L’ouverture (per così dire) del G20 è stato il rapporto dell’Eurostat diramato il 14 febbraio: letto con lenti internazionali fornisce un quadro molto più cupo di quello che appare con occhiali italiani (che mettono in risalto la prosecuzione e l’approfondirsi della recessione nel nostro Paese). In effetti, anche la Francia sta scivolando in recessione e si sta allontanando dagli obiettivi di finanza pubblica che lo stesso Governo in carica si era dato quando meno di un anno fa si è insediato. Il mal sottile sta prendendo la Germania e anche il piccolo gruppo di paesi nordici che ne sembravano immuni.

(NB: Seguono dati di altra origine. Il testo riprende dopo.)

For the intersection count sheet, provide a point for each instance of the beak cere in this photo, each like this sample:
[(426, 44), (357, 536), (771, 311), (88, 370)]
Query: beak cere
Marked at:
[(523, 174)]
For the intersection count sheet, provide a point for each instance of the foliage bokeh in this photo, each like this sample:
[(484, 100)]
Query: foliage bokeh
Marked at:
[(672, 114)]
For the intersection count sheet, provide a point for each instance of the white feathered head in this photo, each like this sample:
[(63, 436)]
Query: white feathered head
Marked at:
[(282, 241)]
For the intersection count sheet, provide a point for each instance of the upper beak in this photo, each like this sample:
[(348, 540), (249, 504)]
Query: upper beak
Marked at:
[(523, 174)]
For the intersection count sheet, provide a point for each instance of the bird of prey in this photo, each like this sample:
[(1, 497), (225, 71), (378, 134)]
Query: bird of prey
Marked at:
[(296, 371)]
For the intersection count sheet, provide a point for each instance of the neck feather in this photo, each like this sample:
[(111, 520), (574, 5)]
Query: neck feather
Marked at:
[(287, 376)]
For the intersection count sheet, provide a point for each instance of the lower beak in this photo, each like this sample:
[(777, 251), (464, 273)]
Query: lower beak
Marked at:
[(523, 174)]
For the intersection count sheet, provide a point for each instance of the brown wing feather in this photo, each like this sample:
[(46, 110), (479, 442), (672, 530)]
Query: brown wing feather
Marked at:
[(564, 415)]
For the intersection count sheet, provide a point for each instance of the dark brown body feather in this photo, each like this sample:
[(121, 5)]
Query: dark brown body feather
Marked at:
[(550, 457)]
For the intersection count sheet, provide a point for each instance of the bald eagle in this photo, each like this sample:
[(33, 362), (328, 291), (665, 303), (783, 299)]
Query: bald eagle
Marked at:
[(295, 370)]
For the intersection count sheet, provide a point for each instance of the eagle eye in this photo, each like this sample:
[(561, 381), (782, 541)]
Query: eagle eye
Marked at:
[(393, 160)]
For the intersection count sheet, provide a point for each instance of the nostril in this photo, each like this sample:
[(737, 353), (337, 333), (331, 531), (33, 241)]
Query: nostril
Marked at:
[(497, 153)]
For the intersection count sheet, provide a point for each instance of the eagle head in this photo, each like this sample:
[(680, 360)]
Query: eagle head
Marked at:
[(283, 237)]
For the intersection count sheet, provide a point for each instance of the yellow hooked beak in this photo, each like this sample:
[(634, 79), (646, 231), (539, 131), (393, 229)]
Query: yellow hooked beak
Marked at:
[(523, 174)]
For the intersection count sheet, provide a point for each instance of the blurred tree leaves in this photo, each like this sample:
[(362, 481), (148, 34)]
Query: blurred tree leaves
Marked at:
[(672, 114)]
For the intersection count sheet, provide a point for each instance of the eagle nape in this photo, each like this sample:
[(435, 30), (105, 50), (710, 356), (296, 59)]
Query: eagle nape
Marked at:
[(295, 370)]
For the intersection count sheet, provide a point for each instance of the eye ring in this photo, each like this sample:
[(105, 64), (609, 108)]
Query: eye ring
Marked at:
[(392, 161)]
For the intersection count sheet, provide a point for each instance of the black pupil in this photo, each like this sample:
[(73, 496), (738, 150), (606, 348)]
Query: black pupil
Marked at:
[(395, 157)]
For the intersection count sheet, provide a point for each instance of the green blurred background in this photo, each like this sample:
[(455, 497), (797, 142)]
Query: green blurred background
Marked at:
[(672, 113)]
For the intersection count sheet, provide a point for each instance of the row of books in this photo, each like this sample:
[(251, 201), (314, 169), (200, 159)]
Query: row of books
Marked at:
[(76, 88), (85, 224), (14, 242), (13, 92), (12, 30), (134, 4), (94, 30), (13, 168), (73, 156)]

Com’è stato scritto su queste pagine il 18 aprile 2012, siamo in una “perniciosa balance sheets recession, ossia una recessione innescata da un eccesso di indebitamento che ha causato un mutamento di paradigma a individui, famiglie, imprese e servizi finanziari – da un obiettivo di massimizzazione dell’utile si è passati a quello della minimizzazione dell’indebitamento. Ci vorranno mesi per comprendere come uscire dalla balance sheets recession: negli Usa – lo documenta un lavoro di Richard Koo – ci sono voluti trent’anni, il Giappone ci sta tentando da almeno quindici”.

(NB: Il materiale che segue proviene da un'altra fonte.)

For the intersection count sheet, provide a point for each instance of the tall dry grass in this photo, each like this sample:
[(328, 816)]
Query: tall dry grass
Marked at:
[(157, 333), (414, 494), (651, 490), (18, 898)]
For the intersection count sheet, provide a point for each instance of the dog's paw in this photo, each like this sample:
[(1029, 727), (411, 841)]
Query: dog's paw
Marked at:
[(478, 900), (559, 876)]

Nessuno pare sapere come uscirne. L’ipotesi, delineata da alcuni economisti del Pd, di farlo riducendo “gli squilibri esterni” (ossia essenzialmente facendo sì che la Germania assorba più prodotti e servizi dei paesi maggiormente nei guai) viene fatta a pezzi da Alan Tayor della Università della Virginia – il quale non sa cosa vuole dire la sigla Pd – nel Cepr Discussion Paper No. DP9255.
Un parallelo Discussion Paper del Center for European Policy Research (il No. DP9229), redatto da una squadra di economisti dell’Università di Lussemburgo, lancia un altro avvertimento: nonostante la moneta unica europea appaia “forte” per l’apprezzamento rispetto al valore internazionale che aveva al suo lancio, il primo gennaio 1999, “l’euro è a rischio” a ragione di una recessione che mostra come “il Re sia nudo”.

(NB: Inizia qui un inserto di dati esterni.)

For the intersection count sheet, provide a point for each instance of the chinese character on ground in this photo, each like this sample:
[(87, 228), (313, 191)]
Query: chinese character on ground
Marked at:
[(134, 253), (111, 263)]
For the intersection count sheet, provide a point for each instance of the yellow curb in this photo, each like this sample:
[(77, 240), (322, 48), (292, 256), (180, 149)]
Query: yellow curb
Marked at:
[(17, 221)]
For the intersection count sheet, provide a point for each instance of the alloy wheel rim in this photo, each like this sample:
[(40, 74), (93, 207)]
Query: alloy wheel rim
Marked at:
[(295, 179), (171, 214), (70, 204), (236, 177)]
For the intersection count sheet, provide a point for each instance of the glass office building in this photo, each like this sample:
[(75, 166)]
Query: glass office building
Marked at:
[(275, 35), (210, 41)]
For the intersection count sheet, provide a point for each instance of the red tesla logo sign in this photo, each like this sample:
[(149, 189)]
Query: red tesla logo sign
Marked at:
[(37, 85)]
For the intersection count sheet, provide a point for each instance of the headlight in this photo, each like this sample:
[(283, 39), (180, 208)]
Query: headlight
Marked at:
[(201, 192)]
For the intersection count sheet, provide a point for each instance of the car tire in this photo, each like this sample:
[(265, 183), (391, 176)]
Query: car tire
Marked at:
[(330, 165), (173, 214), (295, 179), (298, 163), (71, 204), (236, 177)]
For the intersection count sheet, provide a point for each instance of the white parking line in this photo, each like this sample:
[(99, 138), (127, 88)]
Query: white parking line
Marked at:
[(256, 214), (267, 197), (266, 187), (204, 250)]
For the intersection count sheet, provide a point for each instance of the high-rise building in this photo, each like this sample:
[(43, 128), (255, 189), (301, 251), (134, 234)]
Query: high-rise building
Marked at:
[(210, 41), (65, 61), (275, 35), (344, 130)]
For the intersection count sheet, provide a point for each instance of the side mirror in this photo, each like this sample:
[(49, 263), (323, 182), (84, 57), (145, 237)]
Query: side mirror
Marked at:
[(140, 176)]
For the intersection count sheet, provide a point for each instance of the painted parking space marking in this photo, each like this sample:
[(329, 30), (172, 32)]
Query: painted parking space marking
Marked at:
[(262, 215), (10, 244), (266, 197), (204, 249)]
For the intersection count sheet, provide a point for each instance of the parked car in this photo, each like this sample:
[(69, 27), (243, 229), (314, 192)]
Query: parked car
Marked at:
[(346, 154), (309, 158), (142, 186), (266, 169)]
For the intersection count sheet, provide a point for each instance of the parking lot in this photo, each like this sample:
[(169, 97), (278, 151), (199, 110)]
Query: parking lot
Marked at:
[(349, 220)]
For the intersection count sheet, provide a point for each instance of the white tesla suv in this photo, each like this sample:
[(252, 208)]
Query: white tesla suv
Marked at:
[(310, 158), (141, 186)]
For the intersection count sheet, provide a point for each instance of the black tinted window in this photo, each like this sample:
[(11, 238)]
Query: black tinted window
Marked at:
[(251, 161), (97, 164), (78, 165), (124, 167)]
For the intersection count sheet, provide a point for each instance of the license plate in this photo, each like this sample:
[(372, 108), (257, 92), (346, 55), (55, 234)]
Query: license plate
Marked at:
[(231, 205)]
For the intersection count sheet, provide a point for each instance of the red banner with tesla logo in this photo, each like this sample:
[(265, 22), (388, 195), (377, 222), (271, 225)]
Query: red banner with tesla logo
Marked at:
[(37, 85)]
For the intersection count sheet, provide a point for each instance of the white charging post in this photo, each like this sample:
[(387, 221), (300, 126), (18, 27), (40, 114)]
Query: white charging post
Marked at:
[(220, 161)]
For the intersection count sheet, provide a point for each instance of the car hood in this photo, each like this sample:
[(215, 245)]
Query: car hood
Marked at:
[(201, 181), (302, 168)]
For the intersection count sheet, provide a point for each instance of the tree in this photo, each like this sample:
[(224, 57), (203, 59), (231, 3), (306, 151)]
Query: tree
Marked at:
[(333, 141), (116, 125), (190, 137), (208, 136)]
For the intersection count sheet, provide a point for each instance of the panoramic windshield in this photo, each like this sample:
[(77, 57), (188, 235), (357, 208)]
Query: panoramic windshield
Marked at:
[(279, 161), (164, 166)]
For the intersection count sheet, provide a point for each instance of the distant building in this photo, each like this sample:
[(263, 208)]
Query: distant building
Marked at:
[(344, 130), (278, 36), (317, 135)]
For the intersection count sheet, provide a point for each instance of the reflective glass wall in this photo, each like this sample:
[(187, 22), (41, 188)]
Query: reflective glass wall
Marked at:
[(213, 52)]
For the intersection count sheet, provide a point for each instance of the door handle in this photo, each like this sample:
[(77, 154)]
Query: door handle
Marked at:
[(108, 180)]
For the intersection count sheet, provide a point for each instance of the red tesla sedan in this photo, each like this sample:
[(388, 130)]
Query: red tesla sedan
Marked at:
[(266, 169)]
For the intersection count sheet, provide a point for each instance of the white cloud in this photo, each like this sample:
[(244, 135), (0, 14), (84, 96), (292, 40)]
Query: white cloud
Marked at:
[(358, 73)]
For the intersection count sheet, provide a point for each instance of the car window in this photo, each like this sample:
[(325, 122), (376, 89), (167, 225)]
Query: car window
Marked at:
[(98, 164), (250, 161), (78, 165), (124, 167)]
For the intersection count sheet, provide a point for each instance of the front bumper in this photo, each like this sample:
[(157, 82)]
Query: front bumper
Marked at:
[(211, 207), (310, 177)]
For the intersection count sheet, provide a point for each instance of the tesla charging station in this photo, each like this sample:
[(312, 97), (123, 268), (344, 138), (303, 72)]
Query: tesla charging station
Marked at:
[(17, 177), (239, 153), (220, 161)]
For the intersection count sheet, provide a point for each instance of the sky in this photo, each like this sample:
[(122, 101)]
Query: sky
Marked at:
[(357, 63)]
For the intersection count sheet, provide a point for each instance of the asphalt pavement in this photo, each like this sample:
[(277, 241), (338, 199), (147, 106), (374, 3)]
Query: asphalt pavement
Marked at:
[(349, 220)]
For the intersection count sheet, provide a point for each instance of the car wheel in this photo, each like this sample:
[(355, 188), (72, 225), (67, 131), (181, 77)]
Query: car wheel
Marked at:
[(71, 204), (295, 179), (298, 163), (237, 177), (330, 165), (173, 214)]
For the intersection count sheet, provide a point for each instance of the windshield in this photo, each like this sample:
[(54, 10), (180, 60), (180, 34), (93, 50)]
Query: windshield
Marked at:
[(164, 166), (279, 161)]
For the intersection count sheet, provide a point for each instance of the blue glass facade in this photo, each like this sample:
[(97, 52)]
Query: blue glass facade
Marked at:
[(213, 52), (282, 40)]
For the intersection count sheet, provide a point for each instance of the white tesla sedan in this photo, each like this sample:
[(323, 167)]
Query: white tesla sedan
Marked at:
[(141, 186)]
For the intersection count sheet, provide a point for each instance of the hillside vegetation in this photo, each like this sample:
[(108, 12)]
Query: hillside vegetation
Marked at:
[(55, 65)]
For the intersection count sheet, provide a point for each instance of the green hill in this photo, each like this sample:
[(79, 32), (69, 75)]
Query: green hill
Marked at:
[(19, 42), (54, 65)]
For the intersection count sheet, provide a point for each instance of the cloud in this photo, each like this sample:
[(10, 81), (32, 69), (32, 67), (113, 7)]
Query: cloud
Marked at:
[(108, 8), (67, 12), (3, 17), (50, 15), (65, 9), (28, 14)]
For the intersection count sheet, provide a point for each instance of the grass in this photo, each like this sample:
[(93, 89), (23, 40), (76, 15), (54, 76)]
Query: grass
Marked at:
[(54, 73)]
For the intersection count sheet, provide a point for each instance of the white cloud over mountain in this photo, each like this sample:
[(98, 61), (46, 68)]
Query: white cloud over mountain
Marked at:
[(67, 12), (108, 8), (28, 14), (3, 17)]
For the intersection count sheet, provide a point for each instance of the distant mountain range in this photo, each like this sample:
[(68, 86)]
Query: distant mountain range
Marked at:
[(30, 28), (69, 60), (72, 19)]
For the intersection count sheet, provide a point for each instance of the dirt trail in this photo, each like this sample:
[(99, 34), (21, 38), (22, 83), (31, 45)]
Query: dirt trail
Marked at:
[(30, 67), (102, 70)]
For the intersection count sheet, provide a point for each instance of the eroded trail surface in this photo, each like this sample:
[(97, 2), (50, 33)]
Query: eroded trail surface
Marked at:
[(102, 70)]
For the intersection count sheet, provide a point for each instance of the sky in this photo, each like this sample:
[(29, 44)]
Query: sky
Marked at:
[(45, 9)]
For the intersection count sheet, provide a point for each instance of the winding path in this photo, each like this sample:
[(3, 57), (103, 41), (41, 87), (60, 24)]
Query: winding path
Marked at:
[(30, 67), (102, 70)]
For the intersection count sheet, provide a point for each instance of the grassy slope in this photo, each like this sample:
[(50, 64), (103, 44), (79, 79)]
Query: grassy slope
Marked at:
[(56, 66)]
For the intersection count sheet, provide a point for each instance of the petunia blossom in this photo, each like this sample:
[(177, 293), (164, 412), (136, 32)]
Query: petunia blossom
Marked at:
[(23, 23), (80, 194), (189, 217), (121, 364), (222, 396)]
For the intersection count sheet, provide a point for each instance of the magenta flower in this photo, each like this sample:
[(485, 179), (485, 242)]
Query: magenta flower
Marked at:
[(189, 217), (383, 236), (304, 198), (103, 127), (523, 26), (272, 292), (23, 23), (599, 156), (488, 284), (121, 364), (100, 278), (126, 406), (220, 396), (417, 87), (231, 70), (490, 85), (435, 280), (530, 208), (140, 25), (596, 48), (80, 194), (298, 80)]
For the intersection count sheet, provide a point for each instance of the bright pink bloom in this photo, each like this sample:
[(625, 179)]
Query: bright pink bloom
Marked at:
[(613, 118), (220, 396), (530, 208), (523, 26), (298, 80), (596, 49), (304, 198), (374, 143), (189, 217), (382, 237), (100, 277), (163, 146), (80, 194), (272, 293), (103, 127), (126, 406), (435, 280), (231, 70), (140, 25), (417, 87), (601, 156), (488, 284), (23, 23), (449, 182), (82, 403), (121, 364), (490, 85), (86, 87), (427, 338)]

Nonostante i numerosi annunci nulla è stato fatto per mutualizzare parte del debito e rafforzare gli intermediari finanziari (eurobonds, Omt – Outright Monetary Transactions, banking union); ancora meno è stato fatto in materia di politiche di bilancio e di strategia dell’economia reale. Ove ciò non bastasse, è nell’aria uno scontro tra Parlamento europeo, da un lato, e Consiglio europeo e Commissione europea, dall’altro, non solo sul bilancio delle istituzioni europee, ma sul succo delle politiche. Lo prova il documento Why Austerithy Should Be Delayed (Perché occorre ritardare le politiche di austerità) preparato da tre istituti di ricerca per conto del Gruppo socialista e democratico del Parlamento e presentato in questi giorni in vari paesi (in Italia, in Banca d’Italia e al Tesoro).
In seno al G20, l’Ue e l’Eurozona appaiono come un continente di vecchietti litigiosi incapaci di rinnovarsi. O di lasciare il posto a un nuovo più giovane e più dinamico gruppo dirigente in grado di affrontare i nodi di fondo che bloccano l’uscita da una crisi sempre più grave.